What projects have you been focused on recently?
Our team in the Practice and Professionalism Center of the American Immigration Lawyers Association is on a mission to prepare practices for the challenges immigration firms will face in the next decade. While the world is angling into the subject of immigration law from a political and humanitarian view, we angle into the life of the lawyer—their ethical obligations in a time of upheaval, the firm’s stability and financial security in spite of market and political pressures, and the immigration lawyer’s wellbeing. A major part of that is technology adoption and automation. In 2019, I helped plan the first AILA Immigration Technology Summit. In 2020, I will help plan the second, bigger Technology Summit, develop trainings and resources on automating and streamlining law firm processes, and start an exciting new top-secret project involving collaboration and innovation in the legal tech immigration space.
Is there a legal tech resource of any kind that really helped you when you were starting out in the field?
There’s a group of other practice management advisors (PMA) who were generous with their time and knowledge, who shared their experience and strength as I grew in this field. Someone would tell me, “You have to read the 2013 Solo and Small Firm Technology Guide written by Sharon Nelson,” and I’d do it. Someone else would say, “Follow Bob Ambrogi’s blog or LTRC,” and I’d do that. Another would tip me off that the TECHSHOW written materials were gold. If I asked, I received, and it’s been the making of me.
What technology do you think lawyers could look at in a different way that would benefit society?
I am convinced that we are over-valuing our participation in many processes, that we continue to reinvent the wheel with each client when we could create a logic-driven chat-style platform that would use peoples’ answers to questions to take them to the right conclusions and automate the creation of certain documents or deliverables most of the time. Then lawyers could focus on the deeper, more powerful aspects of practicing law: counseling clients and helping them prepare. There are some examples of this being done—Boundless and Docketwise are examples in the immigration space—but more would benefit society. I think programs that use technology like this will be built, with or without lawyers, in the next decade. It would be incumbent upon lawyers to get ahead of this wave, to be a part of it so that they could steer the technology to an ethical, sound solution earlier. But it’s going to take collaboration with technologists and an open mind about what we do and how we do it. Some are on that path, and some are holding firm that the old way is the only way. I have hope.

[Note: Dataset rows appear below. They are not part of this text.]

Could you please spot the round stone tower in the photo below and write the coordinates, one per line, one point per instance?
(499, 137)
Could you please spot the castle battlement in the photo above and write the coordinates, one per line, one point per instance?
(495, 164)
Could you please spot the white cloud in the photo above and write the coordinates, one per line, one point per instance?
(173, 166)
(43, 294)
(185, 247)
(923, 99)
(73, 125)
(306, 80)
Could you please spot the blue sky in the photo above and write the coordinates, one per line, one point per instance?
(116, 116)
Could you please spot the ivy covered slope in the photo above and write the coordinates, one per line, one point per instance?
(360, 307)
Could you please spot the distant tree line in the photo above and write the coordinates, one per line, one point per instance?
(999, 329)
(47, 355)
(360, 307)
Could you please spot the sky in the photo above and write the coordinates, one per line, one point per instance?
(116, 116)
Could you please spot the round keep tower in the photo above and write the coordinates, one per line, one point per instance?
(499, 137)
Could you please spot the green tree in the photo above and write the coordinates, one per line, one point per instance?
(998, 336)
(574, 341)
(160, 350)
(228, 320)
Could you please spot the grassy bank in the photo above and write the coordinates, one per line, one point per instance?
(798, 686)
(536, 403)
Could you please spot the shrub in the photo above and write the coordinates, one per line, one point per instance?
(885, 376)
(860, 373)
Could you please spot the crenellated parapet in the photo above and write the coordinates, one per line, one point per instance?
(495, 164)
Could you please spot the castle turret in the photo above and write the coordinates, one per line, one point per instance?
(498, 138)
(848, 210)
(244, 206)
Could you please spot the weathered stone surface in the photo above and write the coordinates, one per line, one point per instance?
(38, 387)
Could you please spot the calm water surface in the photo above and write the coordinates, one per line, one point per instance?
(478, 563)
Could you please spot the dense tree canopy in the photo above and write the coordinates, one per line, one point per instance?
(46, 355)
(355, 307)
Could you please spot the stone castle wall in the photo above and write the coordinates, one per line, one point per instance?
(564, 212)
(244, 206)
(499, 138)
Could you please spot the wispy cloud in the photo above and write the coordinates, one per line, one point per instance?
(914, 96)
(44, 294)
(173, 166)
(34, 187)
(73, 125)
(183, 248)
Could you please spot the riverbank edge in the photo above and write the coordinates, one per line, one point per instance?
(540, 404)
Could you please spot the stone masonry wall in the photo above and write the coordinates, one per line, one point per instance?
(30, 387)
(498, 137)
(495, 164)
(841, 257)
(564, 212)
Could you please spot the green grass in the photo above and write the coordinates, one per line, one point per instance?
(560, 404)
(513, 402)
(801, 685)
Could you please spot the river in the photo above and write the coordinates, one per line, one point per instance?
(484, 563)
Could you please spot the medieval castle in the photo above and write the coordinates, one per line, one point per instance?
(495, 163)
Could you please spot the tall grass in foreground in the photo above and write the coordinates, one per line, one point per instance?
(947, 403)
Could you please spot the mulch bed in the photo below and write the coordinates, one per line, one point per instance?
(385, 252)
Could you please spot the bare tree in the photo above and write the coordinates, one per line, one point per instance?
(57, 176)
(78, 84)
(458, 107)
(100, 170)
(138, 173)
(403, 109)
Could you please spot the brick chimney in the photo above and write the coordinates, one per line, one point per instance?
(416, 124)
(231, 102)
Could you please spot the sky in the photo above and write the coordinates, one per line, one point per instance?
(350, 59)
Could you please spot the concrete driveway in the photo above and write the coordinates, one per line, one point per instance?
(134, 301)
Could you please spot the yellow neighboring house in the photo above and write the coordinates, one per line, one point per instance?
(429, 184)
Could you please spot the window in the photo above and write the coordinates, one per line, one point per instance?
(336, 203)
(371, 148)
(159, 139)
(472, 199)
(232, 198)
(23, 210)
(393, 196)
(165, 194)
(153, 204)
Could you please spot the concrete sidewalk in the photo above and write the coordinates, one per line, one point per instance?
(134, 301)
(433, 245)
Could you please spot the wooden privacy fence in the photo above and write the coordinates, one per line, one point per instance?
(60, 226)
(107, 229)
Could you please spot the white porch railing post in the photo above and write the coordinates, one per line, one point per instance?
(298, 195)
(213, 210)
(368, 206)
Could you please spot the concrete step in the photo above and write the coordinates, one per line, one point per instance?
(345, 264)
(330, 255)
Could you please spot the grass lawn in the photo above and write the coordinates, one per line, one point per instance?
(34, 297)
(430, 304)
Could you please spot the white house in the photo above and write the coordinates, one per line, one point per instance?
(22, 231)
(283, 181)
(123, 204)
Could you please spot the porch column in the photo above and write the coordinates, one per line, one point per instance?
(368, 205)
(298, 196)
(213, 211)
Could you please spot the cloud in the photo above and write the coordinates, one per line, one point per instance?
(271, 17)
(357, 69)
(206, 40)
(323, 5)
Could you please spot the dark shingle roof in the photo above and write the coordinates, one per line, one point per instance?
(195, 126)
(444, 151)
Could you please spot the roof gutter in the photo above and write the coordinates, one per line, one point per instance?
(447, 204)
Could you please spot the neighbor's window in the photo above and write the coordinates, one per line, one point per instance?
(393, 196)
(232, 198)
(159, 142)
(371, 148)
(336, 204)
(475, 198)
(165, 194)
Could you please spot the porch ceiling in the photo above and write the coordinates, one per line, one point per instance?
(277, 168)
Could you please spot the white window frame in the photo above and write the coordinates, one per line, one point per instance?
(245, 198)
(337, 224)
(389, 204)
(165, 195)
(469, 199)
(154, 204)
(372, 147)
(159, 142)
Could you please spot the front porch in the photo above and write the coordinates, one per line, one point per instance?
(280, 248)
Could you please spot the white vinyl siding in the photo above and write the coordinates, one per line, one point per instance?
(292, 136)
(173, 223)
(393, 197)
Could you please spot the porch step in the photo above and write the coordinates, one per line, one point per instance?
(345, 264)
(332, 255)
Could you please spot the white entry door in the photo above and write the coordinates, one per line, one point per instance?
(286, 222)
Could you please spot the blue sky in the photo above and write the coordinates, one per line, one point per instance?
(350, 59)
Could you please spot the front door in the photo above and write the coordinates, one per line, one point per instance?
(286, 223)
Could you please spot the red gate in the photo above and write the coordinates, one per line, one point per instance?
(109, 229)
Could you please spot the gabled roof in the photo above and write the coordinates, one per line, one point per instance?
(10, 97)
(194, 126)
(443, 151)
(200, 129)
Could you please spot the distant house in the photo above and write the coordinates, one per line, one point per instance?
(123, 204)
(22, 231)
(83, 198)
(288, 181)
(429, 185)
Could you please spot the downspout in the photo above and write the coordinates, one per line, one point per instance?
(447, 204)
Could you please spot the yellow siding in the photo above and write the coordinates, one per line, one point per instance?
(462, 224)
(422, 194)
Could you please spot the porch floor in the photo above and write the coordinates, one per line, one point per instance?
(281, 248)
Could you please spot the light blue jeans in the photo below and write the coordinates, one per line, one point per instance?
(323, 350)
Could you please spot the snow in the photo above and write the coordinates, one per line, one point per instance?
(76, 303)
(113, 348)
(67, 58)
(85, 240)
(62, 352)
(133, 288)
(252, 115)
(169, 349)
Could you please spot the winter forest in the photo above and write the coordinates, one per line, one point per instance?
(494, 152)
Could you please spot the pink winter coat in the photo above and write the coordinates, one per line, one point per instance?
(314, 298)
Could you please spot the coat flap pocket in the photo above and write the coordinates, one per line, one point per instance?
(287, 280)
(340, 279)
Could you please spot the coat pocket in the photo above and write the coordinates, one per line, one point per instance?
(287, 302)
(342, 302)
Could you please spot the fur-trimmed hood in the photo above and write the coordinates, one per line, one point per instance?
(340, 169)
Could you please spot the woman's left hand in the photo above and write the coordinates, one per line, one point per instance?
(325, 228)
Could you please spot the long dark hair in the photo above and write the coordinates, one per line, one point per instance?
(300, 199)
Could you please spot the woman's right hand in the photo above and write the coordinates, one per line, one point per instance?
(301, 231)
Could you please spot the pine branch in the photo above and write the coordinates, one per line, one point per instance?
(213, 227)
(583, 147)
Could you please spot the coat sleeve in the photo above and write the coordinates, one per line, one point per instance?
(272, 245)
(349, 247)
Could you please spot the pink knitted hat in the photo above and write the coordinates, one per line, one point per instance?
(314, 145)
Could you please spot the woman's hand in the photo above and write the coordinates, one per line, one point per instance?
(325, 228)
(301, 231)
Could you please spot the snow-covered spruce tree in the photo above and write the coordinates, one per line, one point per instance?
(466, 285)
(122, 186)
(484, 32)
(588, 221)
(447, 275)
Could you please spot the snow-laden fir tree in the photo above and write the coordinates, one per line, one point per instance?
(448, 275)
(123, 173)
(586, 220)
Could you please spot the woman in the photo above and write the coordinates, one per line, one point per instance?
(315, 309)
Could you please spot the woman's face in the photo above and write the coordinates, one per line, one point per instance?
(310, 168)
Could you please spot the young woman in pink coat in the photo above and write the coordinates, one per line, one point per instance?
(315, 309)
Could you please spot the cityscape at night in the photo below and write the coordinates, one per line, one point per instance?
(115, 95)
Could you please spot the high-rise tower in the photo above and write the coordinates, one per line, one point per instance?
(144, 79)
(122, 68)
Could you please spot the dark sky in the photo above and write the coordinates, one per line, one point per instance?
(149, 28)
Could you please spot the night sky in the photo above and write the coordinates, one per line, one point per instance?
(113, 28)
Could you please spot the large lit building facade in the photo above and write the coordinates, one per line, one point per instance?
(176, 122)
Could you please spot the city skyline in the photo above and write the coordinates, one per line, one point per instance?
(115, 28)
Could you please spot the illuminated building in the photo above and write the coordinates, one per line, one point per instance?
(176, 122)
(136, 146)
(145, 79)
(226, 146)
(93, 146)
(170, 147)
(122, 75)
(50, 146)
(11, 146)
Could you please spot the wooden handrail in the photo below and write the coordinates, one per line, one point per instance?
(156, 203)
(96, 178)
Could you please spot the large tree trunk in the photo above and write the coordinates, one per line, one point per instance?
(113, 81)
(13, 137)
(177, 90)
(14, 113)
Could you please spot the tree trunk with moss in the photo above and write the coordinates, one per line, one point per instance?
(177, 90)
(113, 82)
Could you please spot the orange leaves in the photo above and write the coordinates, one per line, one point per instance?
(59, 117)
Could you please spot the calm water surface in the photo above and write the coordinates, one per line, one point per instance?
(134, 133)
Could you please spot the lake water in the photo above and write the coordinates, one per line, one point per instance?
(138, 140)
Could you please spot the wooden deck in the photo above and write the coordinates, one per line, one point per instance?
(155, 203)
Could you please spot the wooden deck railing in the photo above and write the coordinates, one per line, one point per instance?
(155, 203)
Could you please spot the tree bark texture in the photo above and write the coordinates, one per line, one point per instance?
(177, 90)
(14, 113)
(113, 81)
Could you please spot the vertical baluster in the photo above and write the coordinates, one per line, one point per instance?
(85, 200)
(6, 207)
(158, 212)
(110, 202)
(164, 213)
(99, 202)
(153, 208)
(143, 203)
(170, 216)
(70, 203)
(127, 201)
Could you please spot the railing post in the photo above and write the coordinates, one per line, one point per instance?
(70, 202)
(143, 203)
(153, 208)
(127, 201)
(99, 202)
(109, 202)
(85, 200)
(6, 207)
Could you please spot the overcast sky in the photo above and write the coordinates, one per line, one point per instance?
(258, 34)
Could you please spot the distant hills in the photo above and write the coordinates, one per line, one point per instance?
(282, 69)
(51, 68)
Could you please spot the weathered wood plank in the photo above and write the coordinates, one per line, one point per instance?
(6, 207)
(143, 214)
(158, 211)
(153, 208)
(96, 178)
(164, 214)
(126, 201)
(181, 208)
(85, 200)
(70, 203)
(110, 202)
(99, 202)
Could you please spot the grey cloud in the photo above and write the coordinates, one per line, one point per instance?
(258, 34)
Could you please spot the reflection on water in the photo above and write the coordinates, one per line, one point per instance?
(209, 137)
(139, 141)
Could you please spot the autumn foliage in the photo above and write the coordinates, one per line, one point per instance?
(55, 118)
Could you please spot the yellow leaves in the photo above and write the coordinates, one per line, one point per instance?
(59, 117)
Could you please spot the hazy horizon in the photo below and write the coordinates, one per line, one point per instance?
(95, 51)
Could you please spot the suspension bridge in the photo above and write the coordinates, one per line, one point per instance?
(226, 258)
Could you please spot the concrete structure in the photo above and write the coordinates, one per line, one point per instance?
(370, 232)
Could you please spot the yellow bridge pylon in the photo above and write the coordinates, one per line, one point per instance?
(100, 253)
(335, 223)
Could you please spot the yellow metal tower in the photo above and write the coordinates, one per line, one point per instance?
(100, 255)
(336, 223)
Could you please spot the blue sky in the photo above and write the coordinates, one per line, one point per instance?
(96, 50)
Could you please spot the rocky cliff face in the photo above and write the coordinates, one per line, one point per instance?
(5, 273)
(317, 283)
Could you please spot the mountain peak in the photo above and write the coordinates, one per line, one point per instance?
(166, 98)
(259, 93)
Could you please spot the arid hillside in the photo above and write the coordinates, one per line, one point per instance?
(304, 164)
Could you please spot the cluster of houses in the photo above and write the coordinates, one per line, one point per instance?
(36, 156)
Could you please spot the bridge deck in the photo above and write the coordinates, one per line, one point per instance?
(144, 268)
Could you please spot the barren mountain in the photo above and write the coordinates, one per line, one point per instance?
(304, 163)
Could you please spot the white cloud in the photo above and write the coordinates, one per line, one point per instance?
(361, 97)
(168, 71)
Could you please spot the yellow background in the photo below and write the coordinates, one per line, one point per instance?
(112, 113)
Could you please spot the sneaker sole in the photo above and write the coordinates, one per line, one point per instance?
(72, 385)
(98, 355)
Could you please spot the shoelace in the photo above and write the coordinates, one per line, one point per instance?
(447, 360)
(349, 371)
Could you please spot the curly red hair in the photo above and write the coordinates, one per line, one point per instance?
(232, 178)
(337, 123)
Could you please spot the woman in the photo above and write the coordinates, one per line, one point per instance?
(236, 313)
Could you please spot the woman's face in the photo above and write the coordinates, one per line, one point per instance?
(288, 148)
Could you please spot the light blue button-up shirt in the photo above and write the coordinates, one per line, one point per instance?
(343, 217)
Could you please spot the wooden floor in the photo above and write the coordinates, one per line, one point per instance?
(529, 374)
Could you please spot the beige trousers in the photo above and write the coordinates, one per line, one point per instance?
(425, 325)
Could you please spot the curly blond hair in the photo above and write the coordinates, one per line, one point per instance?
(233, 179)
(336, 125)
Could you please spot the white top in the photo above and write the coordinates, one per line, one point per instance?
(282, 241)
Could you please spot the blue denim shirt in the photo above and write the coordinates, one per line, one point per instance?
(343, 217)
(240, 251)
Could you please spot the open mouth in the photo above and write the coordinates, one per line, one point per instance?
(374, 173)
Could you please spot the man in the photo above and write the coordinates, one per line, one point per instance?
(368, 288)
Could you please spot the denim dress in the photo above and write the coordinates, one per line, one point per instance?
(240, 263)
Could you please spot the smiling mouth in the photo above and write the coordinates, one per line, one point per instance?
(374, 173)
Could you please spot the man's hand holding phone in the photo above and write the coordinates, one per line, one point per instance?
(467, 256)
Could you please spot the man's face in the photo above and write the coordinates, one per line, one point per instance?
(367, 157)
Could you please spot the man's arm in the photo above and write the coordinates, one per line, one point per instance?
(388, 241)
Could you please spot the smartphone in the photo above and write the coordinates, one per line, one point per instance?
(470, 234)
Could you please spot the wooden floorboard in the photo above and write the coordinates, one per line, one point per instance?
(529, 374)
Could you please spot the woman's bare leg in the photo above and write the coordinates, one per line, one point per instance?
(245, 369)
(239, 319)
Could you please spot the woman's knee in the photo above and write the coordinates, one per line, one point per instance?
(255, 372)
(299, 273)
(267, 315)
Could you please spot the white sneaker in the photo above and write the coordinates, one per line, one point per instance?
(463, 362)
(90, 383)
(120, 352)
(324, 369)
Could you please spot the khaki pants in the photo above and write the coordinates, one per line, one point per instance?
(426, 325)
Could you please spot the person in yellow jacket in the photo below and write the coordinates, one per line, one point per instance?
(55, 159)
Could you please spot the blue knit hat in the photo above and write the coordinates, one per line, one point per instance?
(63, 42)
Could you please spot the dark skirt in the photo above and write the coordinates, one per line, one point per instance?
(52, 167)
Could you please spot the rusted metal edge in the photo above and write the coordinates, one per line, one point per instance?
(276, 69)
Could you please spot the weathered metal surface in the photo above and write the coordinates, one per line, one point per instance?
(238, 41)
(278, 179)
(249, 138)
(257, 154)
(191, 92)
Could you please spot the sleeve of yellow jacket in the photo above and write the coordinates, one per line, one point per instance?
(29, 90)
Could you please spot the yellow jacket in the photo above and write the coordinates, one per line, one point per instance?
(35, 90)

What advice would you give to other women who want to get involved in legal tech?
Adopt a healthy curiosity. Always ask if there is a better way. Whatever the program or project, get in there and monkey around. And don’t be intimidated by the guys or the tech. The guys need us to make better technology solutions and the technology is just another tool you can master.
Give a shout-out to another woman in legal tech who you admire or have learned something from!
There are so many. Natalie Kelly, the PMA for Georgia State Bar, and Catherine Sanders Reach, PMA for North Carolina, taught me that lawyers can understand technology if you explain it right and how to just jump in wherever you see the need. Jess Birken, the owner of Birken Law, scares me with her innovative, self-challenging projects, which makes me believe “it” is possible. Sherri Davidoff, CEO of LMG Security, made data breaches, encryption, and passwords accessible. Heidi Alexander, PMA for Massachusetts, said if you want to write a book, write a book. (I haven’t yet, but I still want to and I believe I can because she says I can. Oh, and she did write a book!) I’m leaving out so many great women I admire.